Nestled in the depths of rural Nepal is the Hope Centre, offering community-based projects and programmes that improve lives for the disabled so they live with dignity, self-worth, independence and rights in the community.
The Hope Centre
- Treats many kinds of conditions including Cerebral Palsy, polio, leprosy, hearing, speech, blindness, burns, birth deformities , surgical and medical errors and mental health issues
- Performs outreach work to the hardest to reach places
- Provides medical care including prosthetic and physiotherapy
- Funds basic education and skills training to help disabled people look after themselves and live independently.
Watch a video here which explains more about the charity.
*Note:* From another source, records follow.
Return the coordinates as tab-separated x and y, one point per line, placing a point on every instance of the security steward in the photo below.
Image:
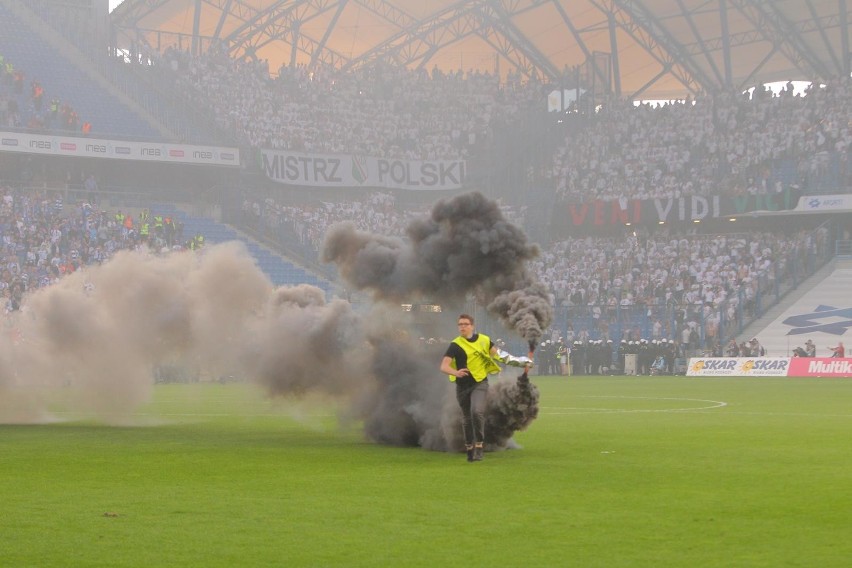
468	361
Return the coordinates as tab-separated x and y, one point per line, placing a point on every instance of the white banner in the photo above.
58	145
343	170
825	203
738	367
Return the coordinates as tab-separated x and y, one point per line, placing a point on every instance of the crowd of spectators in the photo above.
41	240
376	212
25	104
674	283
682	286
382	110
724	143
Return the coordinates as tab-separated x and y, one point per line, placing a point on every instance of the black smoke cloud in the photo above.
94	338
465	246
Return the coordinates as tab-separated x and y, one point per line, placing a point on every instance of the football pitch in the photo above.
616	471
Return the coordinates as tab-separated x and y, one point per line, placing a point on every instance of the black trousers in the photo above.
471	397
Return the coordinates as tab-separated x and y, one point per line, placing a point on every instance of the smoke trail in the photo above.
464	246
91	342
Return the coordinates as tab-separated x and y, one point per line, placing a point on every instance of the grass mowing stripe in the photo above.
759	482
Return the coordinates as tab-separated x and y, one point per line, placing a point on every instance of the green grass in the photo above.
662	471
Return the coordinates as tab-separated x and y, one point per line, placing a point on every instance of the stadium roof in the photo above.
640	49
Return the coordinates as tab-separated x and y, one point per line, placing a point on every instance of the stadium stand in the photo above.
725	143
279	270
618	289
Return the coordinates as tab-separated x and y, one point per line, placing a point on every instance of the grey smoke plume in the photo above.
464	246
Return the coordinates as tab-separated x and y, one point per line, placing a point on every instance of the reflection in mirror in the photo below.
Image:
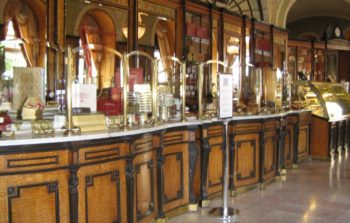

In 2015 the Centre took in Amrit. He is a 20 year old Nepali living in the rural area of Nepal. In 2012 he was in India with his dad, uncle and cousin. They were in India because his dad and uncle went there to find work. He liked to do what all 15 year old boys love to do; riding on the back of his cousin’s motorbike.
Tragedy struck when one day they had a terrible crash with a bus. His cousin died in the accident. Amrit was in a week long coma and he’d severely damaged his right leg; the flesh was torn from the bone. The doctors tried to save his leg by taking skin grafts from his mum, but after much surgery, his leg eventually turned gangrene and they had to amputate.
After the accident and the initial medical treatment in India, Amrit and his mum returned to Nepal. His dad is stuck in India paying off the medical loan debt for Amrit's treatment, which saved his life but not his leg.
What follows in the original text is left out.